The sheet body is disposed inside the support body so that an inner peripheral surface thereof is spaced from an outer peripheral surface of the annular portion, and is fixed to the inner peripheral surface of the support body so as to form the airtight space. The plasma processing apparatus according to claim 1, wherein:
A processing chamber having an internal space in which a substrate is accommodated, the processing chamber having an annular portion in a part thereof, the internal space being formed on the outer peripheral side of the annular portion, and a processing gas in the processing chamber Gas supply means for supplying plasma, plasma generation means for converting the process gas supplied into the processing chamber into plasma, voltage application means for applying a high-frequency voltage to the plasma generation means, and an annular portion of the processing chamber In the plasma processing apparatus provided with a heating means for heating the peripheral surface,
The heating means includes
A sheet body made of a sheet-like member having elasticity, the surface of which is arranged at an interval from the inner peripheral surface of the annular portion;
A support body which is disposed on the side opposite to the annular portion side of the sheet body and has a fixing surface to which the edge portion is fixed to the sheet body side;
A heating element provided on the sheet body;
A pressurized fluid supply means for supplying a pressurized fluid;
The sheet body has an edge fixed to the fixing surface so as to form an airtight space with the support,
The plasma processing apparatus, wherein the pressurized fluid supply means is configured to supply a pressurized fluid into the hermetic space and to inflate the sheet body toward the annular portion side to come into contact therewith.

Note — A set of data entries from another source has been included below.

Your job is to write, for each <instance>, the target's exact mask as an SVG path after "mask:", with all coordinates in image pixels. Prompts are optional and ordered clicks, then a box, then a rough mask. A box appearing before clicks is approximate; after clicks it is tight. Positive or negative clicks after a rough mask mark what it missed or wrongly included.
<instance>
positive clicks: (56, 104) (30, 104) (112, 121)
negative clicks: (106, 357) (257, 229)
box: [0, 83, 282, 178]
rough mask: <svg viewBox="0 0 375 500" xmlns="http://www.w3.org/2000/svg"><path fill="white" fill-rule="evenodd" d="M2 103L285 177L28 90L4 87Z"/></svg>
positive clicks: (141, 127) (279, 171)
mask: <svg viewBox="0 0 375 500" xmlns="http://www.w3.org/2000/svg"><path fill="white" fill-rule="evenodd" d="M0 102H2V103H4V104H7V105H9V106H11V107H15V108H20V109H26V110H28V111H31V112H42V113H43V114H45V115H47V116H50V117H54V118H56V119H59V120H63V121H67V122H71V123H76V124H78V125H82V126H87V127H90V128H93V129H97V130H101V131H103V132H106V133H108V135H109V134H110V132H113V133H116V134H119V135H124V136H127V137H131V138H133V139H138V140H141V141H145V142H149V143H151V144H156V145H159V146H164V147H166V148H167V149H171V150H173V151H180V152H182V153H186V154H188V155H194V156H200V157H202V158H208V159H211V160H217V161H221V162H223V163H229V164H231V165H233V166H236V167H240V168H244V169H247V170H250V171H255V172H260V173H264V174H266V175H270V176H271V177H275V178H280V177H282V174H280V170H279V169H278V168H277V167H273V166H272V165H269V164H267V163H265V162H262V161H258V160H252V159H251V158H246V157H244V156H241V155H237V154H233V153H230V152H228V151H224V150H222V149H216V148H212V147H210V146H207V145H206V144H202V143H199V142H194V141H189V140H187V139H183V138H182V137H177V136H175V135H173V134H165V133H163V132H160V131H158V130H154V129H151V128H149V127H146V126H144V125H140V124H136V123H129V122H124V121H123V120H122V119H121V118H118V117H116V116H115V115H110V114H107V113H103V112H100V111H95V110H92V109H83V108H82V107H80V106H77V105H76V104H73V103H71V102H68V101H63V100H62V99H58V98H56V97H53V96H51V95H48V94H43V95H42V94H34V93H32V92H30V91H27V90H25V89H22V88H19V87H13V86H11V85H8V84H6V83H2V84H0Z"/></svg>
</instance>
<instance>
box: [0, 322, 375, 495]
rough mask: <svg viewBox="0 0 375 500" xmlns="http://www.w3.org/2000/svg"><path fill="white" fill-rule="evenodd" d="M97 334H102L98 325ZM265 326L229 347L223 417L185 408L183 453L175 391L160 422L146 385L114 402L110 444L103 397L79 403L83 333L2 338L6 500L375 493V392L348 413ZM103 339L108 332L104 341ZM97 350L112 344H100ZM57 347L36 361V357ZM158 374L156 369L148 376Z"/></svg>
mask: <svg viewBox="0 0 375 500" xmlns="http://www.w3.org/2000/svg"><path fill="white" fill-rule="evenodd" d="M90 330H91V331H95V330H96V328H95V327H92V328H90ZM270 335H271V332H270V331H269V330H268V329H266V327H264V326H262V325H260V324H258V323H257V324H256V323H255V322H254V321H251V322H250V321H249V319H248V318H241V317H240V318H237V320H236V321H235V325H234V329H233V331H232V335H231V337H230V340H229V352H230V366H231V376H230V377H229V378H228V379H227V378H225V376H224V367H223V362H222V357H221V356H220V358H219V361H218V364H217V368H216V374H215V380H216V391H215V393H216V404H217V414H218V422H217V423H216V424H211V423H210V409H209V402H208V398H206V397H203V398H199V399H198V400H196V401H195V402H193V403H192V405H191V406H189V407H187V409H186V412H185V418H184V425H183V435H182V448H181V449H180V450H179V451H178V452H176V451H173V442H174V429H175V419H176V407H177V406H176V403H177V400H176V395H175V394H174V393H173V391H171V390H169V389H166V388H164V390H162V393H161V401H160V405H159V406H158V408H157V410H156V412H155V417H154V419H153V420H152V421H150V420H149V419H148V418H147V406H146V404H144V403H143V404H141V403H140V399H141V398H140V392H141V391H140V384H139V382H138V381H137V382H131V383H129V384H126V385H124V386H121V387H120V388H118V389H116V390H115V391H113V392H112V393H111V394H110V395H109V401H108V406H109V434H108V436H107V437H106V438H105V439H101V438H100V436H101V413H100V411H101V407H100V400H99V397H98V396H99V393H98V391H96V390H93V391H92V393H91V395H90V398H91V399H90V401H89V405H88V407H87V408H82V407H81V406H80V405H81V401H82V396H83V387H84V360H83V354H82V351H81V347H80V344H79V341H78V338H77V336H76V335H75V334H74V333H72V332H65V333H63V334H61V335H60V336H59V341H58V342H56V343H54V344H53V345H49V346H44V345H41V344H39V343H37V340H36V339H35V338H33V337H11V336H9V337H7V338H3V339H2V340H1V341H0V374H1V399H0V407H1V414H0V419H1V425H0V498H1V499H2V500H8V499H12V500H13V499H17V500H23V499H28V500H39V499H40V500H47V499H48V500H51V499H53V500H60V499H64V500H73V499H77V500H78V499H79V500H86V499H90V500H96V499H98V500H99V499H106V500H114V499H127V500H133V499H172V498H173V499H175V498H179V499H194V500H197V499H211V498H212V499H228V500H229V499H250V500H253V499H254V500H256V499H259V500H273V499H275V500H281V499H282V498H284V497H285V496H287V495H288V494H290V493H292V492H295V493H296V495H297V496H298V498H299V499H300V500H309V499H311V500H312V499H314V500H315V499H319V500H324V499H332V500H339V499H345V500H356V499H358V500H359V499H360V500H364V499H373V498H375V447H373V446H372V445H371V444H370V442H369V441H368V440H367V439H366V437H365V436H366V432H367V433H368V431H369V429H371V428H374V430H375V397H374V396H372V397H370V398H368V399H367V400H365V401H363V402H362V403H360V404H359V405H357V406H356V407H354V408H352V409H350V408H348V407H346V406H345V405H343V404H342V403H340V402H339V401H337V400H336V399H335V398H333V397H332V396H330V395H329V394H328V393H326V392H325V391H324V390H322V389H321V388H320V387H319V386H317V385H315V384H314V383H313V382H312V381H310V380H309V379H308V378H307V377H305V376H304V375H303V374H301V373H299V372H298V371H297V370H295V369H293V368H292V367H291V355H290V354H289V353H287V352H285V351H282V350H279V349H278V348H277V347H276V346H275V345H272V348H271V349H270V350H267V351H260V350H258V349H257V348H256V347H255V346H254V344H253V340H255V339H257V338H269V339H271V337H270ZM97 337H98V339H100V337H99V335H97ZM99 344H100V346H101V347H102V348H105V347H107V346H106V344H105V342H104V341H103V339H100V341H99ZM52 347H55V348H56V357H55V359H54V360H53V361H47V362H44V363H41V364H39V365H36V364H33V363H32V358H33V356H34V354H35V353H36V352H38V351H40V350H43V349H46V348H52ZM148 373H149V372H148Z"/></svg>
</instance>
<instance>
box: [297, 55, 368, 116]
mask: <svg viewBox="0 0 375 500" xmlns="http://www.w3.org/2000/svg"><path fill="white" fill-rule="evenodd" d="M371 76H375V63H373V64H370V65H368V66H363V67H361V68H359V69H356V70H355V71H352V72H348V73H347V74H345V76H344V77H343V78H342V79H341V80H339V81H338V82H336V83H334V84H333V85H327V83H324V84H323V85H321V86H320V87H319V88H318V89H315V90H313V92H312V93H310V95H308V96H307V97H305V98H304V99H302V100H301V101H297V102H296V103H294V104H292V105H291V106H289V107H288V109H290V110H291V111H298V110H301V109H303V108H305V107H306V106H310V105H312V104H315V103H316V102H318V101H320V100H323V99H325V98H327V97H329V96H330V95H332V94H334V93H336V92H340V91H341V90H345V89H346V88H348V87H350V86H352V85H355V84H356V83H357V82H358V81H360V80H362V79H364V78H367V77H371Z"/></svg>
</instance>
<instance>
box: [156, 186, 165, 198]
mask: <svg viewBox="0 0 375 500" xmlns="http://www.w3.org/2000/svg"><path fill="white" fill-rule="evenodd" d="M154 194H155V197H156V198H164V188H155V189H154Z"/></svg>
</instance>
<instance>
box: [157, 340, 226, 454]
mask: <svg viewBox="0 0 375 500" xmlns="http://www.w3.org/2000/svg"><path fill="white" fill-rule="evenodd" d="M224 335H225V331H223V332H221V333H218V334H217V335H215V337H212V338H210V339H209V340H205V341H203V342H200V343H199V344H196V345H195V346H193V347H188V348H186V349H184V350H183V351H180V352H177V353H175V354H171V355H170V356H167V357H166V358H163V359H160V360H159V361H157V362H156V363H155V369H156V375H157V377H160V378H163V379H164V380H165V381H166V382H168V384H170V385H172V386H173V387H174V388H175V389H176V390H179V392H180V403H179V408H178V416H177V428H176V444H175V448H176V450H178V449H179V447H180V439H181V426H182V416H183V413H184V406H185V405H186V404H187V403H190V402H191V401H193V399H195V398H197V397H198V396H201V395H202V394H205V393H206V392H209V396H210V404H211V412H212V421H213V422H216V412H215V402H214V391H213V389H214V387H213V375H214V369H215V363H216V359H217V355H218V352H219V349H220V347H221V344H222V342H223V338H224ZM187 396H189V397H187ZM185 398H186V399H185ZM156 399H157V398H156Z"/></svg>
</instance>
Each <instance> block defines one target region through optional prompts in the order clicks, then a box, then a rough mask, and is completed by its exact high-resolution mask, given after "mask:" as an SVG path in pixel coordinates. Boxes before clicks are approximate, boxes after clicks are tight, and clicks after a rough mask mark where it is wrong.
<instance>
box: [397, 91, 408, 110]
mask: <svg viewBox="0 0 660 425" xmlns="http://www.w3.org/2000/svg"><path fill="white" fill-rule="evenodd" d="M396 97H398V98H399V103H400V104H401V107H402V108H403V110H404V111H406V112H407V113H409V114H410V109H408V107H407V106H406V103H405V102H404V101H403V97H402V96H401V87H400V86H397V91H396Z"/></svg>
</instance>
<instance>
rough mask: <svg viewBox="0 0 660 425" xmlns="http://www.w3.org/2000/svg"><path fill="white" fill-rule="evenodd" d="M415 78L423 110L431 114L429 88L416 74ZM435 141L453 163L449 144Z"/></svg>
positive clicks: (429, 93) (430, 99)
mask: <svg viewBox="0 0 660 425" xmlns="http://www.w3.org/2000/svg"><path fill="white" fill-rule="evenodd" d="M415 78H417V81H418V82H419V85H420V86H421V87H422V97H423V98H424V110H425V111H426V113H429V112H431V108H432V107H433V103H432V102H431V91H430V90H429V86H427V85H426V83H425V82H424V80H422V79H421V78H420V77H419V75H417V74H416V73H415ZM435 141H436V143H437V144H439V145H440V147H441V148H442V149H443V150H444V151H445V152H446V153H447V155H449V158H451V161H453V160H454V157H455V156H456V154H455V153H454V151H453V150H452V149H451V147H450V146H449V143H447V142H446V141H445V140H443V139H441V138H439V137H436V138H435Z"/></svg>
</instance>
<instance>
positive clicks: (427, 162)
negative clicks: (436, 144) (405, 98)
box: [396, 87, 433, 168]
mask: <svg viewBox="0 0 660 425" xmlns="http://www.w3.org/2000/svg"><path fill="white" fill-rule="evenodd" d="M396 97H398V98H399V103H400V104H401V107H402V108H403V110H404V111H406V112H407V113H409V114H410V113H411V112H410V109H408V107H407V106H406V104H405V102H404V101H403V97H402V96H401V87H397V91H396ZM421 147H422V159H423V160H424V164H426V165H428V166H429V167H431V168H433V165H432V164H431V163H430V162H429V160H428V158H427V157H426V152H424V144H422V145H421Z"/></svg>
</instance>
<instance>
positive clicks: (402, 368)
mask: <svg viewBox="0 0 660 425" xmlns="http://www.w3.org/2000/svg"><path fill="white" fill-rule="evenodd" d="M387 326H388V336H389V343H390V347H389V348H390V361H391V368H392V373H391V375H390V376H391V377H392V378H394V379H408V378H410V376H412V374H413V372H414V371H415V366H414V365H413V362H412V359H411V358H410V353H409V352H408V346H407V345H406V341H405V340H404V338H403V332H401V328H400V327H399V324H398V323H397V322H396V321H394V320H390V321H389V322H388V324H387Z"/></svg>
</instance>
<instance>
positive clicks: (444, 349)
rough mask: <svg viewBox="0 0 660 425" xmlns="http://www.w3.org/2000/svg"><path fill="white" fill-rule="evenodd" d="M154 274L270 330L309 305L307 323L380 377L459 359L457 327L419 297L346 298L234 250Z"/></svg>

The support is composed of a member formed on the outer periphery of the fixing surface, and is arranged so as to be spaced from the inner peripheral surface of the annular portion,
The sheet body is formed in an annular shape, and is disposed between the support and the annular portion so that an outer peripheral surface is spaced from an inner peripheral surface of the annular portion, and the airtight space is formed so that the airtight space is formed. 4. The plasma processing apparatus according to claim 3, wherein the plasma processing apparatus is fixed to a fixing surface.
5. The plasma processing apparatus according to claim 1, wherein the sheet body is made of a resin having heat resistance and elasticity.